A professora de Direito Constitucional Ana Luiza Rodrigues Braga ressalta que o sufrágio universal é protegido por cláusula pétrea, pois está diretamente ligado ao princípio da igualdade e à dignidade da pessoa humana. Negar o voto com base em renda, religião, orientação sexual ou condição social é incompatível com o ordenamento jurídico brasileiro, conforme análise da especialista. Conforme informação divulgada pelas fontes, essas limitações, quando existem, são baseadas em critérios jurídicos como idade e nacionalidade, e não em juízos de valor sobre grupos sociais.
A Inconstitucionalidade de Excluir Cidadãos do Voto
A Constituição brasileira é clara ao determinar o voto como um direito universal.
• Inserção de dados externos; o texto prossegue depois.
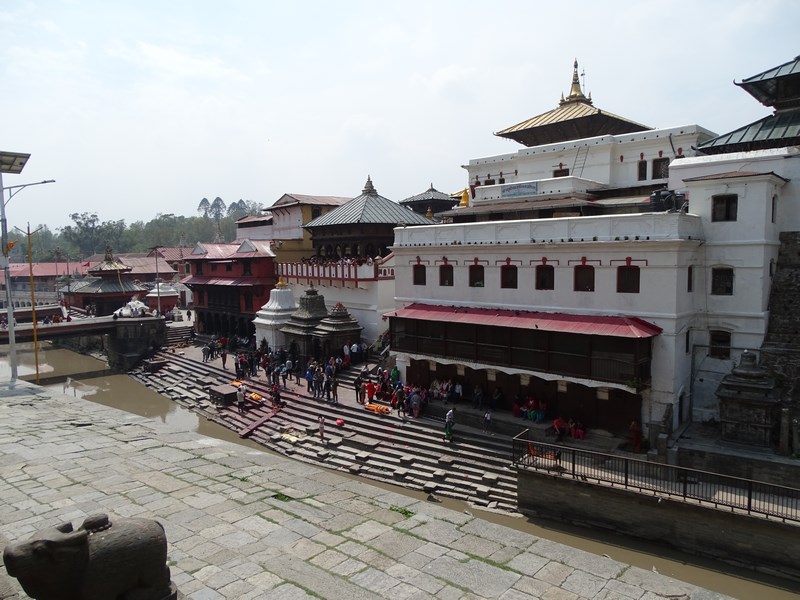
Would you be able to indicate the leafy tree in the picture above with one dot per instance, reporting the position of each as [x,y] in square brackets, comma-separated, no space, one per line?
[217,209]
[204,207]
[91,236]
[237,210]
[244,208]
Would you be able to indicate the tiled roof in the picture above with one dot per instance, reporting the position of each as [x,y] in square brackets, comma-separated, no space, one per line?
[613,326]
[775,131]
[369,207]
[173,253]
[244,249]
[431,194]
[294,199]
[109,285]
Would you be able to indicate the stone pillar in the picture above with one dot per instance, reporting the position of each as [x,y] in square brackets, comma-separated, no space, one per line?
[785,428]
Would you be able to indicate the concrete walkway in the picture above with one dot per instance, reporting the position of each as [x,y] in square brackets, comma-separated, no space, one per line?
[243,524]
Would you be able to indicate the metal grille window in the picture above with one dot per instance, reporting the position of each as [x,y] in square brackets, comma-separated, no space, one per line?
[642,170]
[660,168]
[724,207]
[545,277]
[584,278]
[419,274]
[508,276]
[719,344]
[446,275]
[476,276]
[628,280]
[722,281]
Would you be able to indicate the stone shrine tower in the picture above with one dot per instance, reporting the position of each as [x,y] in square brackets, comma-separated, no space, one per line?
[274,315]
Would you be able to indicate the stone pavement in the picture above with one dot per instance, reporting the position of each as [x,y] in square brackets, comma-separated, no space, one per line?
[245,524]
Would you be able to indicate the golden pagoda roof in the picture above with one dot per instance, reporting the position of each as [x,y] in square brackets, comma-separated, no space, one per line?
[574,118]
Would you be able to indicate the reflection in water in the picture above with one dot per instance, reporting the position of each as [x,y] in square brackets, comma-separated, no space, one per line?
[123,392]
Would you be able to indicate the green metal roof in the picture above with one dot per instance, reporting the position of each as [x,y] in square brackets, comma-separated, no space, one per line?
[775,131]
[778,87]
[369,207]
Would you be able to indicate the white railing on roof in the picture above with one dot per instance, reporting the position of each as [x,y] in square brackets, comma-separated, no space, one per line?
[335,271]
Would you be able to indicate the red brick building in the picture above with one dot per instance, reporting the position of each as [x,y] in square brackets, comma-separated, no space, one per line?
[230,283]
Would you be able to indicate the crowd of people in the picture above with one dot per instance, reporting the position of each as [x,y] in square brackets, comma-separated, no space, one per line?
[384,386]
[338,260]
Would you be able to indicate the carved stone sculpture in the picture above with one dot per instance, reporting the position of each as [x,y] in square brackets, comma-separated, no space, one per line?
[101,560]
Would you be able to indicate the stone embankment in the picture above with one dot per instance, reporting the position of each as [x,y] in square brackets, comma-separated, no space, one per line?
[249,525]
[405,451]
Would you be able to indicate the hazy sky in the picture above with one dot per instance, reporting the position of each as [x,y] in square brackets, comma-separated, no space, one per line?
[145,107]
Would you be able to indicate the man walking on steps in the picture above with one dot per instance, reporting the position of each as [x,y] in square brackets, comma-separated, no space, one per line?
[449,424]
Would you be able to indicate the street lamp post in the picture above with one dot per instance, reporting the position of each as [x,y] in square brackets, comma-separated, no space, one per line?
[29,233]
[11,162]
[158,286]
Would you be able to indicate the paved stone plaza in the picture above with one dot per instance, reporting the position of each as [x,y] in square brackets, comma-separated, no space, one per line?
[244,524]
A professora Ana Luiza Rodrigues Braga explica que o direito ao voto só é restrito em situações muito específicas, como a idade mínima ou a nacionalidade. Em nenhum caso, essas restrições se baseiam em critérios de valor sobre grupos sociais.
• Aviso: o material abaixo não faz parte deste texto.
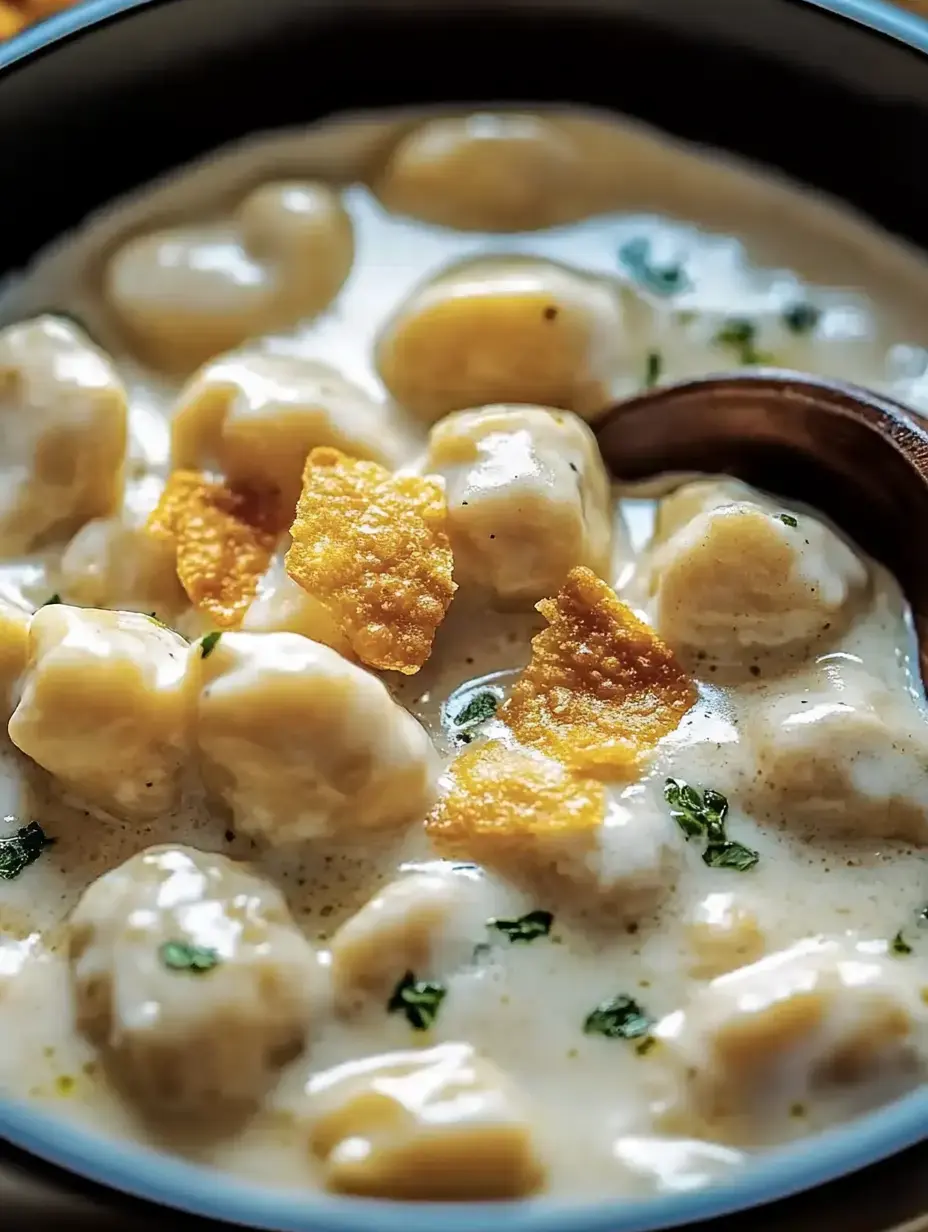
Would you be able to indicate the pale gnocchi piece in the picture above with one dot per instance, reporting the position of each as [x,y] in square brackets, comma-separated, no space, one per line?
[191,978]
[846,758]
[488,173]
[255,417]
[408,925]
[113,562]
[105,707]
[281,606]
[747,577]
[528,499]
[438,1124]
[14,652]
[505,330]
[830,1024]
[724,933]
[63,415]
[190,292]
[302,744]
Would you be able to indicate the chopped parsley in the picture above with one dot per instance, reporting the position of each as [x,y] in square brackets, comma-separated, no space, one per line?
[728,854]
[419,999]
[703,816]
[740,335]
[526,928]
[184,956]
[662,280]
[801,318]
[207,643]
[481,707]
[900,945]
[653,366]
[619,1019]
[19,850]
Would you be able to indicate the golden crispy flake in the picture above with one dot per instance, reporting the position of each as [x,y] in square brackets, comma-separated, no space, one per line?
[512,807]
[372,547]
[224,541]
[602,686]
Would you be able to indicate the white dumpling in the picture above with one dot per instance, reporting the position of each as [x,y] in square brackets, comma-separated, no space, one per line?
[438,1124]
[189,292]
[505,330]
[62,433]
[528,499]
[255,417]
[844,757]
[422,922]
[281,606]
[302,744]
[105,707]
[496,173]
[191,978]
[115,562]
[828,1026]
[746,577]
[14,653]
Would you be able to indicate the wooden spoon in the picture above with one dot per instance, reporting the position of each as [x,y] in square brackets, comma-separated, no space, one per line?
[854,455]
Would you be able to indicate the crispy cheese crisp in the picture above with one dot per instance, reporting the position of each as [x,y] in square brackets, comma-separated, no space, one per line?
[509,806]
[224,540]
[374,548]
[602,686]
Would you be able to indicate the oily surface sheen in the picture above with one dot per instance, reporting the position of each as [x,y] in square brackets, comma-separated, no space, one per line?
[700,971]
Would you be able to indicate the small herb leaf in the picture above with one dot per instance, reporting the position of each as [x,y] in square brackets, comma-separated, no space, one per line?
[900,945]
[184,956]
[619,1019]
[19,850]
[801,318]
[481,707]
[727,854]
[419,999]
[661,280]
[207,643]
[526,928]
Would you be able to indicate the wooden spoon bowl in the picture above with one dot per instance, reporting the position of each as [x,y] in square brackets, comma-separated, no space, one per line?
[852,453]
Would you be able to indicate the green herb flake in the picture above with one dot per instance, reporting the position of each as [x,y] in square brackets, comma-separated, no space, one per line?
[661,280]
[184,956]
[900,945]
[801,318]
[526,928]
[419,999]
[727,854]
[619,1019]
[481,707]
[703,816]
[19,850]
[653,366]
[740,335]
[207,643]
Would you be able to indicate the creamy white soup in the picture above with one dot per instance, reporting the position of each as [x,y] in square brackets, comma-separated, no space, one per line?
[393,805]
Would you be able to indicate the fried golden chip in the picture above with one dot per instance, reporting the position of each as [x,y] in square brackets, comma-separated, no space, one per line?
[372,547]
[224,541]
[602,686]
[509,806]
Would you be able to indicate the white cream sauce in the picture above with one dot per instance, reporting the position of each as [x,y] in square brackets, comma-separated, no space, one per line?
[751,248]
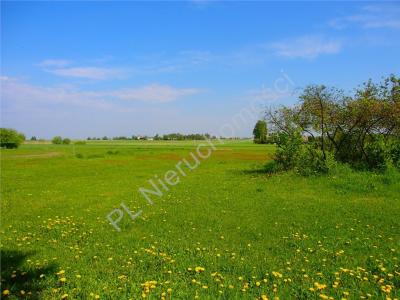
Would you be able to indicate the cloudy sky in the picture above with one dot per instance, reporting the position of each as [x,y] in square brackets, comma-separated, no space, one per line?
[81,69]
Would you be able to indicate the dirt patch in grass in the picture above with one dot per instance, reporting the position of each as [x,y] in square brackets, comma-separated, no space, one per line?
[242,156]
[163,156]
[41,155]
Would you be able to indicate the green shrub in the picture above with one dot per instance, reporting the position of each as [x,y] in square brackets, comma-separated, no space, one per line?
[311,161]
[289,148]
[394,152]
[376,154]
[57,140]
[10,138]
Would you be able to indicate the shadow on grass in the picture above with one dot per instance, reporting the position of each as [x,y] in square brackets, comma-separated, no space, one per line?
[15,279]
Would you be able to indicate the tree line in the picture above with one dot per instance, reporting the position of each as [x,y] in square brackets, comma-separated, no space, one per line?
[327,125]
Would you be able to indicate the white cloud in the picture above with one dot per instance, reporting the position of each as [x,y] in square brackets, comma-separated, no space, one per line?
[17,93]
[89,72]
[153,93]
[54,63]
[306,47]
[371,16]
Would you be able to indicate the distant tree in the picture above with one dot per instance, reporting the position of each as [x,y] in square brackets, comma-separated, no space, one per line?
[10,138]
[260,132]
[57,140]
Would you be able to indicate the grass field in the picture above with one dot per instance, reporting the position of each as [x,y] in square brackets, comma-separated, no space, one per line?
[227,230]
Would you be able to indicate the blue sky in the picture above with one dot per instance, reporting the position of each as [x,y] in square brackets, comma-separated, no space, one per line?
[81,69]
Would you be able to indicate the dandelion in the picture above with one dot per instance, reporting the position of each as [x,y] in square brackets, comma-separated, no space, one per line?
[199,269]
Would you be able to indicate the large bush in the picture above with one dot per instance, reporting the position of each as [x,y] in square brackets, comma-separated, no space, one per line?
[362,130]
[10,138]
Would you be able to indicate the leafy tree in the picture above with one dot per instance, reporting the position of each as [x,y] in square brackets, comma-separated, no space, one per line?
[10,138]
[357,129]
[57,140]
[260,132]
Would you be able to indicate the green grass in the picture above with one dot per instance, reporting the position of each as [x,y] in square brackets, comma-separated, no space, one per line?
[254,234]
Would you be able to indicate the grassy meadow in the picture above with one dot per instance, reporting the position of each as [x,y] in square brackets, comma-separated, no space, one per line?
[228,230]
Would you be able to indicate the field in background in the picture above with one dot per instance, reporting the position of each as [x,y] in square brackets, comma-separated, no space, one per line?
[227,230]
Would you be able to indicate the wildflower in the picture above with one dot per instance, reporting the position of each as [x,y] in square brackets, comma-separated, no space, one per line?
[199,269]
[277,274]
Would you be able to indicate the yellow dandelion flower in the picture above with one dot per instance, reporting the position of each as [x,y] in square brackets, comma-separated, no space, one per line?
[199,269]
Qualquer tentativa de exclusão política baseada em renda, religião, orientação sexual ou condição social é frontalmente contrária ao que preza a lei maior do país. A especialista reforça que tais limitações não decorrem de preconceitos, mas sim de critérios jurídicos essenciais para a cidadania e a ordem constitucional.
Intolerância Política e os Riscos para a Democracia
O sociólogo Ednaldo Ribeiro, doutor em Sociologia e professor da Universidade Estadual de Maringá (UEM), alerta que a democracia se sustenta na **tolerância política**, que é o reconhecimento da igualdade de participação de todos os grupos na vida pública. Ribeiro enfatiza que a exclusão do direito de eleger representantes com base em critérios religiosos, sociais, raciais e econômicos é **injustificável** em qualquer contexto democrático.
As redes sociais, segundo o sociólogo, amplificam esses discursos excludentes. Plataformas digitais tendem a criar bolhas informacionais, reforçando conteúdos semelhantes e intensificando a polarização. Isso fortalece narrativas que buscam deslegitimar determinados grupos, como explica Ribeiro, pois essas estratégias funcionam bem dentro de suas respectivas bolhas, tornando sua circulação cada vez mais comum.
O Voto Universal Como Alicerce da Sociedade
A inclusão política de todos os cidadãos é o que garante a evolução da sociedade e a legitimidade das decisões públicas. O voto universal, mesmo em uma democracia que opera pela regra da maioria, amplia a gama de perspectivas em jogo no processo decisório.
O estabelecimento de qualquer critério de distinção entre os cidadãos no exercício do voto representaria um **enorme retrocesso** na proteção constitucional das minorias. É a participação de todos que assegura que as políticas públicas reflitam a diversidade e as necessidades da população em sua totalidade, fortalecendo a representatividade e a legitimidade do governo.
O Perigo de Discursos que Deslegitimam Grupos
O historiador e youtuber Peninha, ao sugerir que evangélicos não deveriam votar, atacou um dos pilares da democracia. Da mesma forma, o deputado federal Paulo Bilynskyj manifestou publicamente que beneficiários de programas sociais, como o Bolsa Família, não deveriam escolher o futuro da nação, rotulando-os como “escravos do Estado”. Um influenciador de Santa Catarina também defendeu que “pobres não deveriam votar”, associando a condição financeira a “más escolhas”.
Essas falas, embora partindo de premissas distintas, convergem para a **deslegitimação da cidadania plena** de grupos específicos. É precisamente diante desses ataques que se reacende o debate sobre a importância do voto universal, não como um detalhe, mas como o próprio **alicerce** de uma democracia saudável e representativa. A pluralidade de vozes é essencial para o avanço e a consolidação democrática.